Diabetics refusing treatment

Apparently 40 percent (!) of people who’ve been diagnosed with type-2 diabetes simply refuse to take insulin when directed to by their physicians.

Why? The study authors aren’t sure, but it’s likely a combination of the cost, a perceived stigma of taking it, or an unfounded fear of making the condition worse.

Convention room block open!

You can now reserve your room at the Omni Grove Park in for the 2020 Georgia Pharmacy Convention!

Convention registration opens March 1, but we’ve opened the room block early. Grab yours now before it fills — and before room block reservations end!

And don’t forget to submit your nominations for the 2020-21 GPhA Board of Directors!

Flu update in 37 words

Reported cases seem to be slowing down, meaning the season could have peaked. But the CDC is still concerned about the more dangerous A strain that seems to be spreading now.

Growing proteins

Researchers at the University of Pennsylvania are growing a bone-healing protein … in lettuce plants. The big potential market: diabetes patients.

“The current drug for diabetic patients with a fracture requires repetitive injections and hospital visits and as a result patient compliance is low. Here we gave an oral drug once a day and saw healing to be greatly accelerated.”

The protein, in case you were wondering, is insulin-like growth factor-1 (IGF-1).

Pain: Let it be

Yale researchers found that people who try mindfulness once, even briefly, feel less pain.

The effect of mindfulness was so pronounced, they found, that even when participants were subjected to high heat on their forearm, their brain responded as if it was experiencing normal temperature.

With tetanus vaccine, once is enough

It seems that having one complete series of the tetanus and diphtheria vaccines is all you need — booster shots as adults are unnecessary. Oregon Health & Science University apparently confirmed what the World Health Organization has been saying.

There are plenty of jokes to be made, but this is a pretty cool medical story

A woman in Britain had yeast in her bladder, causing her to literally urinate alcohol — it’s called “urinary auto-brewery syndrome” and is related to a similar condition involving yeast in the gut. The downside: It delayed her getting a liver transplant because doctors thought she was drinking.

A better way to track the spread of a disease

Don’t model it in isolation, because most diseases don’t spread alone. Instead, realize that chaos theory takes effect, and “microscopic changes in the transmission rate trigger macroscopic jumps in the expected epidemic size.”

A better model: Look at the way memes and slang spread — aka “contagious social behaviors.”
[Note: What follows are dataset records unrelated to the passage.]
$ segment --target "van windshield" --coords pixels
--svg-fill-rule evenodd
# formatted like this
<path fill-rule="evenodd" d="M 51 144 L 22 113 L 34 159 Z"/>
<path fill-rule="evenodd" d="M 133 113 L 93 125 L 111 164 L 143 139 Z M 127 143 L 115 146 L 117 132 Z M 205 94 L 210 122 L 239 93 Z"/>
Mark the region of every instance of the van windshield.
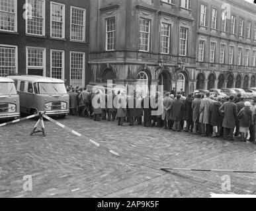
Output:
<path fill-rule="evenodd" d="M 65 94 L 67 90 L 64 83 L 39 83 L 39 94 Z"/>
<path fill-rule="evenodd" d="M 17 94 L 13 82 L 0 82 L 0 95 Z"/>

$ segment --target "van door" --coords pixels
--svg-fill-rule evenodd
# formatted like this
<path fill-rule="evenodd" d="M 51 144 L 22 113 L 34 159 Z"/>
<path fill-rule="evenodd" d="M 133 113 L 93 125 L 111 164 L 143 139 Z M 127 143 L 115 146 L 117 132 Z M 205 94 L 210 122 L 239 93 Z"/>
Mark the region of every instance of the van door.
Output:
<path fill-rule="evenodd" d="M 33 84 L 31 82 L 27 82 L 27 88 L 26 88 L 26 107 L 28 107 L 28 113 L 30 113 L 31 107 L 33 107 L 33 102 L 34 102 L 34 90 L 33 90 Z"/>
<path fill-rule="evenodd" d="M 18 93 L 20 96 L 20 104 L 21 104 L 21 112 L 27 113 L 27 107 L 26 107 L 26 93 L 25 90 L 25 82 L 21 81 L 19 83 L 19 88 Z"/>

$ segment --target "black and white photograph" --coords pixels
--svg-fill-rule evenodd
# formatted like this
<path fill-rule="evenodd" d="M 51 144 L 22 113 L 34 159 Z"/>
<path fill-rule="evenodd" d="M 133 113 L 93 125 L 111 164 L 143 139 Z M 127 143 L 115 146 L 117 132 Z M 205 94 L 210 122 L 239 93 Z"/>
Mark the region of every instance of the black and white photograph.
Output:
<path fill-rule="evenodd" d="M 0 198 L 256 198 L 255 135 L 256 1 L 0 0 Z"/>

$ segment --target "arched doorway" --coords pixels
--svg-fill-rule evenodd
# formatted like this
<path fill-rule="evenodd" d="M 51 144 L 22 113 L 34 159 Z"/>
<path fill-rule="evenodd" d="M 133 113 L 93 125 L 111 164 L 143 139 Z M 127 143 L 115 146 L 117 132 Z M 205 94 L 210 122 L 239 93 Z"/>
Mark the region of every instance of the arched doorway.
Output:
<path fill-rule="evenodd" d="M 251 79 L 251 87 L 255 87 L 255 76 L 253 75 Z"/>
<path fill-rule="evenodd" d="M 186 78 L 183 73 L 179 73 L 177 80 L 177 87 L 176 90 L 179 92 L 181 89 L 183 90 L 184 92 L 186 92 L 185 90 L 186 86 Z"/>
<path fill-rule="evenodd" d="M 164 91 L 171 91 L 171 78 L 169 73 L 166 71 L 162 72 L 158 76 L 158 80 L 159 80 L 158 85 L 163 86 Z"/>
<path fill-rule="evenodd" d="M 234 84 L 234 78 L 232 75 L 230 75 L 228 76 L 228 84 L 227 84 L 227 88 L 232 88 L 233 87 L 233 84 Z"/>
<path fill-rule="evenodd" d="M 214 74 L 210 74 L 209 75 L 208 81 L 208 90 L 215 88 L 215 76 Z"/>
<path fill-rule="evenodd" d="M 116 78 L 116 73 L 110 69 L 106 69 L 103 73 L 103 82 L 107 82 L 108 80 L 113 80 Z"/>
<path fill-rule="evenodd" d="M 218 82 L 218 88 L 224 88 L 225 86 L 225 76 L 223 74 L 220 75 Z"/>
<path fill-rule="evenodd" d="M 199 73 L 197 76 L 196 81 L 196 89 L 204 90 L 204 76 L 202 73 Z"/>
<path fill-rule="evenodd" d="M 243 88 L 249 88 L 249 77 L 247 75 L 245 75 L 243 78 Z"/>
<path fill-rule="evenodd" d="M 143 97 L 147 96 L 149 86 L 149 76 L 145 71 L 140 71 L 137 75 L 136 92 L 142 94 Z"/>
<path fill-rule="evenodd" d="M 241 76 L 238 75 L 236 77 L 235 88 L 241 88 Z"/>

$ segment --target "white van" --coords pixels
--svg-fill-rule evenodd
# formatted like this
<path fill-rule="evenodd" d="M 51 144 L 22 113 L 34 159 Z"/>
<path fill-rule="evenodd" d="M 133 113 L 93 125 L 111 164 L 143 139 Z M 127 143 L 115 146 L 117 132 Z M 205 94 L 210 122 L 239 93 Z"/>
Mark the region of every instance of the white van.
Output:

Like multiple friends reinforcing a social behavior, the presence of multiple diseases makes an infection more contagious than it would be on its own. Biological diseases can reinforce each other through symptoms, as in the case of a sneezing virus that helps to spread a second infection like pneumonia. Or, one disease can weaken the host’s immune system, making the population more susceptible to a second, third, or additional contagion.

The Long Read: “CoviD-19 Endgame” edition

What’s likely to happen in the long run with the Wuhan coronavirus? Two mostly likely outcomes:

  • It continues to circulate like four existing coronaviruses, with a low mortality rate and little notice
  • It becomes a seasonal disease, like the flu

The CDC just said that “the spread of coronavirus in the United States appears inevitable.”